This document describes the procedure for changing the network plugin (CNI) in a Deckhouse Kubernetes Platform cluster. The tool used in Deckhouse allows performing the automated migration (e.g., from Flannel to Cilium) with minimal application downtime and without a full restart of the cluster nodes.

  • This guide is applicable for DKP version 1.76 and above. For DKP version 1.75 and earlier, use the Switching CNI from Flannel or Simple bridge to Cilium guide.
  • The tool is not intended for switching to any (third-party) CNI.
  • During the migration process, the target CNI module (ModuleConfig.spec.enabled: true) will be automatically enabled, which must be pre-configured by the cluster administrator.
  • During the migration process, all pods in the cluster using the network (in PodNetwork) created by the current CNI will be restarted. This will cause an interruption in service availability. To minimize the risks of losing critical data, it is highly recommended to stop the operation of the most critical application services yourself before carrying out the work.
  • It is recommended to carry out work during an agreed maintenance window.
  • Before carrying out work, it is necessary to disable external cluster management systems (CI/CD, GitOps, ArgoCD, etc.) that may conflict with the process (e.g., trying to restore deleted pods prematurely or rolling back settings).

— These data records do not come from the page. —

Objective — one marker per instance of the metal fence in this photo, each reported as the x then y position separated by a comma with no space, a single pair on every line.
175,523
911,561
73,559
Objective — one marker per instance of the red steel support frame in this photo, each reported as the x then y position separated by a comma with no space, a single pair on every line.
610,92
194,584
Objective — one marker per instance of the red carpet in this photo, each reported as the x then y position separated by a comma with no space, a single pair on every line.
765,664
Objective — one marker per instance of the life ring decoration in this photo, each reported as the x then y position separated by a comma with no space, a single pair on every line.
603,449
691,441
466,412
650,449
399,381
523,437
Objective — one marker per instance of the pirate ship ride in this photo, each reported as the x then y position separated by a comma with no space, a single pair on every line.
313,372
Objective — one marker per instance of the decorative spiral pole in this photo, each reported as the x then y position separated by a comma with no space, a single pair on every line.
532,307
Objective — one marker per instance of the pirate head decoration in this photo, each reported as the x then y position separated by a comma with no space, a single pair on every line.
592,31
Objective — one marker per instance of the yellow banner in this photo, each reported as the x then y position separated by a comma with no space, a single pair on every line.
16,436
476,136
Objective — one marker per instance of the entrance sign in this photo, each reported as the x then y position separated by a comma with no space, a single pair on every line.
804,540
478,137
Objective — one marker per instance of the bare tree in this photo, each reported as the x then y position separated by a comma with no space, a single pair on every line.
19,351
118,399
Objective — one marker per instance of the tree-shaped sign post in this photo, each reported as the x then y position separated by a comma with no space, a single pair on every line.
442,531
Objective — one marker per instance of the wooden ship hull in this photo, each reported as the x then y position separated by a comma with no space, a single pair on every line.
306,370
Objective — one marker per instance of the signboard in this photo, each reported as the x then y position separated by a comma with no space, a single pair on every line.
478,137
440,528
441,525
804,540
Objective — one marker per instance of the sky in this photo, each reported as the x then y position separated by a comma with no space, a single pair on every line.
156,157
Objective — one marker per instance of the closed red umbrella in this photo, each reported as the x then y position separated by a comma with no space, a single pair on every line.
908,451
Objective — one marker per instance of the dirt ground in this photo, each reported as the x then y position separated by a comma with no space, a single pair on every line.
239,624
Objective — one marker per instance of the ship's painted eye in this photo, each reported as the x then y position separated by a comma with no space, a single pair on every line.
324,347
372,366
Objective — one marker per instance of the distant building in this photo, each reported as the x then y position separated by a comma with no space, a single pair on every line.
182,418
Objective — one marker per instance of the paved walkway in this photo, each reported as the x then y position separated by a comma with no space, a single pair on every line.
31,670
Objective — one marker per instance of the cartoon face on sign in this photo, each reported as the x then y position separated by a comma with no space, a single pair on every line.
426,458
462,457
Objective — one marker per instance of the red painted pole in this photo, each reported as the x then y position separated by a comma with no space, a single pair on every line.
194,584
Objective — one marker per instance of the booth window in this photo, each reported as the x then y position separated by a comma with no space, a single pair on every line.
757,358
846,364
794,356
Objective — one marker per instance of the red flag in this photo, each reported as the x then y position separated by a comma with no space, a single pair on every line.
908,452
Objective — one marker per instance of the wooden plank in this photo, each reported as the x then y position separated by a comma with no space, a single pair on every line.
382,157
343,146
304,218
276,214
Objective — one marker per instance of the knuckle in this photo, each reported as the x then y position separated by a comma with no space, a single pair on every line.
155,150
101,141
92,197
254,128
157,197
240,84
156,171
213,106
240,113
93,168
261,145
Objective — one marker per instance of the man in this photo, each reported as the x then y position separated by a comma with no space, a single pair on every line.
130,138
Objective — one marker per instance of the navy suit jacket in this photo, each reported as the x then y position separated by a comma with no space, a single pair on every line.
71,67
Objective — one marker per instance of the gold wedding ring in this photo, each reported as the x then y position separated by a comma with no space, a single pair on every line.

Also, ensure that the cluster management system does not enable the old CNI module.

Supported CNI switching modes:

  simple-bridge flannel (hostgw) flannel (vxlan) cilium (native) cilium (vxlan)
simple-bridge 🟫 🟩 🟩 🟩 🟩
flannel (hostgw) 🟩 🟫 🟨 🟩 🟩
flannel (vxlan) 🟩 🟨 🟫 🟩 🟩
cilium (native) 🟩 🟩 🟩 🟫 🟨
cilium (vxlan) 🟩 🟩 🟩 🟨 🟫

There are several methods to switch CNI in a DKP cluster.

Method 1: Using the d8 network cni-migration command group of the d8 utility (automated switching)

The d8 utility provides a command group for managing the migration process.

Starting the migration

To start the process, execute the switch command, specifying the target CNI (e.g., cilium, flannel, or simple-bridge):

d8 network cni-migration switch --to-cni cilium

This command will create the necessary resource in the cluster and start the migration controller. DKP will automatically deploy the necessary components: Manager and Agents in the d8-system namespace.

Monitoring progress

To monitor the progress in real-time, use the command:

d8 network cni-migration watch

You will see a dynamic interface with the following information:

  • Current phase: What exactly is happening at the moment (e.g., CleaningNodes or RestartingPods).
  • Progress: List of successfully completed stages and current status of pending cluster actions.
  • Errors: If a problem occurs on any node, it will be displayed in the Failed Nodes list.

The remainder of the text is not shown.